It is suggested that you put those into a folder named runs/your_model_name, which will be the same path to save the trained model after training. For example, runs/synt.no_pretrain.unet/model.pt for the non-pretrained U-Net model trained with synthetic tumors.
You can download other materials from these links:
All other checkpoints: link
Data Download
(1). 🚍 Public datasets:
Below are the public dataset download links for different organs used in medical image analysis tasks:
| 🧠 Organ | 🔗 Download Link | 📖 Dataset Name | |------------|------------------|------------| | Liver | Download LiTS Dataset | 04_LiTS | | Kidney | Download KiTS Dataset | 05_KiTS | | Pancreas | Download Pancreas Dataset | Task07_Pancreas |
(2). 🚗 Our private 9k data of AbdominalAtlas1.1:
The release of AbdomenAtlas 1.0 can be found at This Link.
(3). Where to put those data files:
It is suggested that you put your download dataset folder under the folder your_data_path. For example, put the Liver dataset 04_LiTS under the path Pixel2Cancer/your_data_path/04_LiTS.
0. Installation
git clone https://github.com/MrGiovanni/Pixel2Cancer.git
cd Pixel2Cancer/
# download pre-trained models
wget https://github.com/Project-MONAI/MONAI-extra-test-data/releases/download/0.8.1/model_swinvit.pt
🚨 See detailed installation instructions to create an environment and obtain requirements.

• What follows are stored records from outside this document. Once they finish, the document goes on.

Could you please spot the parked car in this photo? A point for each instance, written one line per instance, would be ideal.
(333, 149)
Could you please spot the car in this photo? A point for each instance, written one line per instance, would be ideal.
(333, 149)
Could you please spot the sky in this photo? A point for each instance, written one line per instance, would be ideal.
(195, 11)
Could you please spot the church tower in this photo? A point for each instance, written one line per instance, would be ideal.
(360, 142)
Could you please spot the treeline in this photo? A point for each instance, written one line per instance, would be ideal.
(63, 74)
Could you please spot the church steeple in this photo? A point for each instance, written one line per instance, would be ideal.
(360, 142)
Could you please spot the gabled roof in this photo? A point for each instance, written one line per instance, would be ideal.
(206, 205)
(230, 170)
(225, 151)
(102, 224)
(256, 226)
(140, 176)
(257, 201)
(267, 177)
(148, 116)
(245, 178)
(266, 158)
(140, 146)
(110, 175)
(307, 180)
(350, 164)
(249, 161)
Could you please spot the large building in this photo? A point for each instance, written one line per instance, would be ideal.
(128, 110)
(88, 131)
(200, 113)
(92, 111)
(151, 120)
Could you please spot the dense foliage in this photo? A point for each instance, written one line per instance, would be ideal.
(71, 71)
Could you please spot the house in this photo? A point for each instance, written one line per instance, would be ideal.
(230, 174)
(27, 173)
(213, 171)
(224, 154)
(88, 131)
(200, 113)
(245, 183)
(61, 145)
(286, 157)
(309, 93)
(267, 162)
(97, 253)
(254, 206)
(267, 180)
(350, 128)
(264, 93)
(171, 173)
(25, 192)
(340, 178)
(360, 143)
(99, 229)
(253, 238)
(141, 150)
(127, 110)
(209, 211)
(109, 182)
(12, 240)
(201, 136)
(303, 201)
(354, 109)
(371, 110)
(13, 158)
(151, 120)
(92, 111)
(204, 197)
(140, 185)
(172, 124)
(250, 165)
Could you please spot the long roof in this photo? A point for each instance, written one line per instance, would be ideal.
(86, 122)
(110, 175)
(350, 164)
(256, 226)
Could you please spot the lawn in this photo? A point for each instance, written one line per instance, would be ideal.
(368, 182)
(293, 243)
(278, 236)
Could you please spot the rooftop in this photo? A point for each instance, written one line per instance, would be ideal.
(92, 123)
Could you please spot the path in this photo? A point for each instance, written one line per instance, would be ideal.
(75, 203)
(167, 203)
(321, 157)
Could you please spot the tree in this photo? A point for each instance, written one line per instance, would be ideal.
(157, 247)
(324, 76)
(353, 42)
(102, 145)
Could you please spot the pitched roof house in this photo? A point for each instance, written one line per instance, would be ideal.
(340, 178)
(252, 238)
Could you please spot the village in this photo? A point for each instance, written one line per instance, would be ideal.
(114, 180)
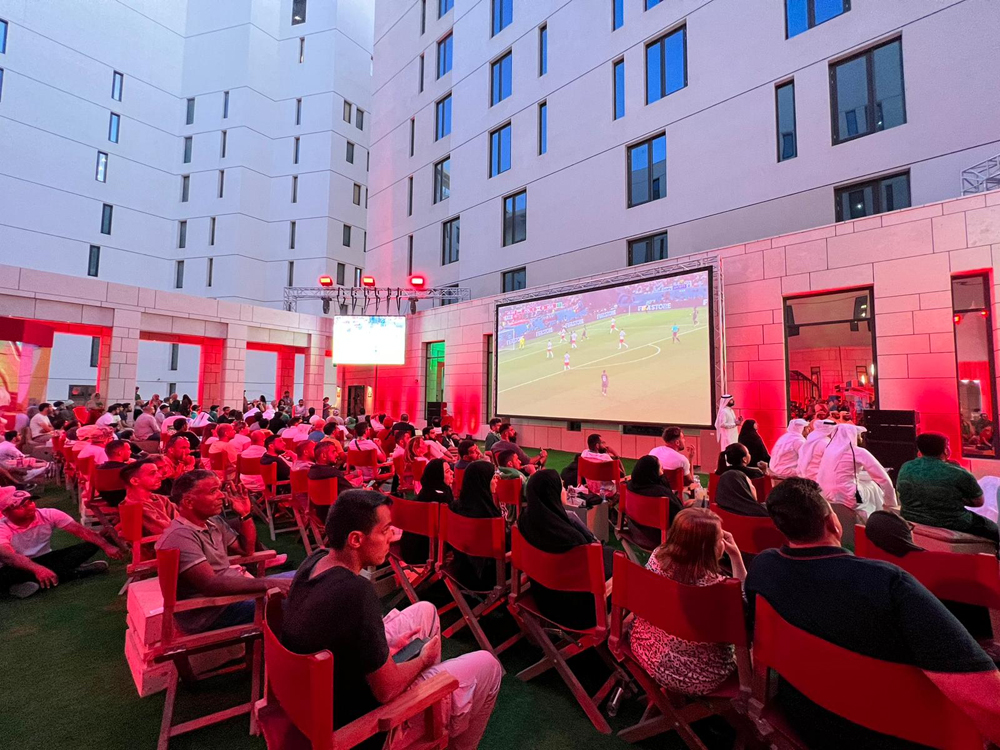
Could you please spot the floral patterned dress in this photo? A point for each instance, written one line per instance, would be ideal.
(677, 664)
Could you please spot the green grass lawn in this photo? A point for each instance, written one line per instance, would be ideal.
(67, 684)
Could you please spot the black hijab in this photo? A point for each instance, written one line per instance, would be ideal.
(544, 523)
(750, 438)
(432, 485)
(476, 500)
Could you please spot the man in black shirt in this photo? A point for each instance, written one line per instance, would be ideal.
(867, 606)
(331, 606)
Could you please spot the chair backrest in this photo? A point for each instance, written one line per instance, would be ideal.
(301, 684)
(581, 569)
(910, 706)
(753, 534)
(649, 511)
(956, 577)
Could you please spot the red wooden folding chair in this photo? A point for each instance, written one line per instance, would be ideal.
(701, 614)
(298, 699)
(582, 570)
(752, 534)
(476, 537)
(909, 706)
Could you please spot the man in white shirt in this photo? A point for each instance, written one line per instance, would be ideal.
(27, 561)
(672, 453)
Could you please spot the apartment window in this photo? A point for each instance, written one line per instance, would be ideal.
(543, 50)
(443, 118)
(94, 261)
(114, 126)
(866, 92)
(666, 65)
(107, 211)
(442, 179)
(543, 128)
(445, 47)
(785, 101)
(514, 280)
(502, 71)
(617, 14)
(500, 150)
(647, 249)
(619, 85)
(515, 218)
(503, 14)
(802, 15)
(102, 167)
(873, 197)
(449, 241)
(977, 396)
(647, 165)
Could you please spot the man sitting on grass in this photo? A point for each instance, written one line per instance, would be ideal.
(27, 560)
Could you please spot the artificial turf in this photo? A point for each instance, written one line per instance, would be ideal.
(66, 683)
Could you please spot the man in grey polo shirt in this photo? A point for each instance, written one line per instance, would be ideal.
(205, 540)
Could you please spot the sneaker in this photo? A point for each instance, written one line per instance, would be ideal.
(89, 569)
(24, 590)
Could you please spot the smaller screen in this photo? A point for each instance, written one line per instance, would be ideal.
(369, 340)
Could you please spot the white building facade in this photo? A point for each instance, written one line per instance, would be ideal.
(219, 148)
(524, 143)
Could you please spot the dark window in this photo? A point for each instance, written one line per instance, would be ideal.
(503, 14)
(445, 55)
(443, 118)
(666, 65)
(502, 73)
(619, 84)
(647, 249)
(514, 280)
(867, 92)
(442, 179)
(500, 150)
(94, 261)
(106, 214)
(515, 218)
(802, 15)
(787, 141)
(449, 241)
(647, 165)
(873, 197)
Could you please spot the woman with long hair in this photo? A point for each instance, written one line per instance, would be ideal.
(691, 555)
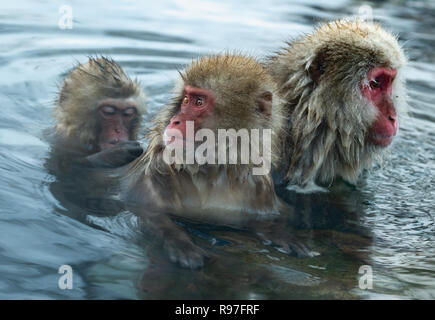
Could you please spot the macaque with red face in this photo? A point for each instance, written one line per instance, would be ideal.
(344, 91)
(98, 115)
(214, 93)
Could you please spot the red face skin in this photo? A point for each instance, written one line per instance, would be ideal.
(196, 105)
(116, 119)
(379, 92)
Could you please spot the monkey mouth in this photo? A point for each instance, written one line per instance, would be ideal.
(381, 140)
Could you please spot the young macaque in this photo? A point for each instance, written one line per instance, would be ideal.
(98, 113)
(344, 92)
(214, 93)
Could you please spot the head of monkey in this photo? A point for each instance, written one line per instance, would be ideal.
(344, 85)
(229, 92)
(99, 105)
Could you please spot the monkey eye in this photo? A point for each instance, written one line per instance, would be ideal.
(129, 112)
(374, 84)
(108, 110)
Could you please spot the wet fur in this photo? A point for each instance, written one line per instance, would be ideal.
(319, 76)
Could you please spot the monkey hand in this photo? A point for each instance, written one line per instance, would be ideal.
(117, 156)
(183, 251)
(286, 243)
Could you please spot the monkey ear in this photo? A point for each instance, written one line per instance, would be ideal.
(264, 102)
(317, 67)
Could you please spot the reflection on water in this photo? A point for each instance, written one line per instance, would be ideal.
(387, 221)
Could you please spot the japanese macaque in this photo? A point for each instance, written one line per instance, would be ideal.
(344, 92)
(220, 92)
(98, 113)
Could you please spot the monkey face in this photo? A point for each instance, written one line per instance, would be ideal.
(196, 106)
(377, 88)
(116, 121)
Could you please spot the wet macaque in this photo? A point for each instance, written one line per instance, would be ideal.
(98, 115)
(216, 93)
(345, 93)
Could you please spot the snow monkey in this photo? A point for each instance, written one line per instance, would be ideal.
(221, 92)
(344, 91)
(98, 113)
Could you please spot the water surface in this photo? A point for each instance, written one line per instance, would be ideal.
(386, 221)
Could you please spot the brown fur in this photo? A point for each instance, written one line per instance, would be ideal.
(218, 194)
(84, 86)
(319, 77)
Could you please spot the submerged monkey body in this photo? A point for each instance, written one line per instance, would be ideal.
(218, 92)
(336, 128)
(216, 195)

1. Train segmentation models using synthetic tumors
datapath= your_data_path
# UNET (no.pretrain)
CUDA_VISIBLE_DEVICES=0,1,2,3 python -W ignore main.py --optim_lr=4e-4 --batch_size=2 --lrschedule=warmup_cosine --optim_name=adamw --model_name=unet --val_every=200 --max_epochs=2000 --save_checkpoint --workers=0 --noamp --distributed --dist-url=tcp://127.0.0.1:12235 --cache_num=200 --val_overlap=0.5 --syn --logdir="runs/synt.no_pretrain.unet" --train_dir $datapath --val_dir $datapath --json_dir datafolds/healthy.json
# Swin-UNETR-Base (pretrain)
CUDA_VISIBLE_DEVICES=0,1,2,3 python -W ignore main.py --optim_lr=4e-4 --batch_size=2 --lrschedule=warmup_cosine --optim_name=adamw --model_name=swin_unetrv2 --swin_type=base --val_every=200 --max_epochs=2000 --save_checkpoint --workers=0 --noamp --distributed --dist-url=tcp://127.0.0.1:12231 --cache_num=200 --val_overlap=0.5 --syn --logdir="runs/synt.pretrain.swin_unetrv2_base" --train_dir $datapath --val_dir $datapath --json_dir datafolds/healthy.json --use_pretrained
# Swin-UNETR-Base (no.pretrain)
CUDA_VISIBLE_DEVICES=0,1,2,3 python -W ignore main.py --optim_lr=4e-4 --batch_size=2 --lrschedule=warmup_cosine --optim_name=adamw --model_name=swin_unetrv2 --swin_type=base --val_every=200 --max_epochs=2000 --save_checkpoint --workers=0 --noamp --distributed --dist-url=tcp://127.0.0.1:12231 --cache_num=200 --val_overlap=0.5 --syn --logdir="runs/synt.no_pretrain.swin_unetrv2_base" --train_dir $datapath --val_dir $datapath --json_dir datafolds/healthy.json
# Swin-UNETR-Small (no.pretrain)
CUDA_VISIBLE_DEVICES=0,1,2,3 python -W ignore main.py --optim_lr=4e-4 --batch_size=2 --lrschedule=warmup_cosine --optim_name=adamw --model_name=swin_unetrv2 --swin_type=small --val_every=200 --max_epochs=2000 --save_checkpoint --workers=0 --noamp --distributed --dist-url=tcp://127.0.0.1:12233 --cache_num=200 --val_overlap=0.5 --syn --logdir="runs/synt.no_pretrain.swin_unetrv2_small" --train_dir $datapath --val_dir $datapath --json_dir datafolds/healthy.json
# Swin-UNETR-Tiny (no.pretrain)
CUDA_VISIBLE_DEVICES=0,1,2,3 python -W ignore main.py --optim_lr=4e-4 --batch_size=2 --lrschedule=warmup_cosine --optim_name=adamw --model_name=swin_unetrv2 --swin_type=tiny --val_every=200 --max_epochs=2000 --save_checkpoint --workers=0 --noamp --distributed --dist-url=tcp://127.0.0.1:12234 --cache_num=200 --val_overlap=0.5 --syn --logdir="runs/synt.no_pretrain.swin_unetrv2_tiny" --train_dir $datapath --val_dir $datapath --json_dir datafolds/healthy.json
⚠️ You may have to modify:
--logdir: the path to save trained model pickle
--json_dir: the path for .json file to load the dataset
🚨 [ IMPORTANT! ] About .json file location:
The .json file here is the configuration file for loading the data. For example, I want to train with mixed pancrea dataset that has both synt and original tumors, therefore, configured as: --json_dir datafolds/mix_pancreas.json. And the corrsponding dataset path will be: your_data_path\10_Decathlon\Task07_Pancreas, the same as defined in the .json file.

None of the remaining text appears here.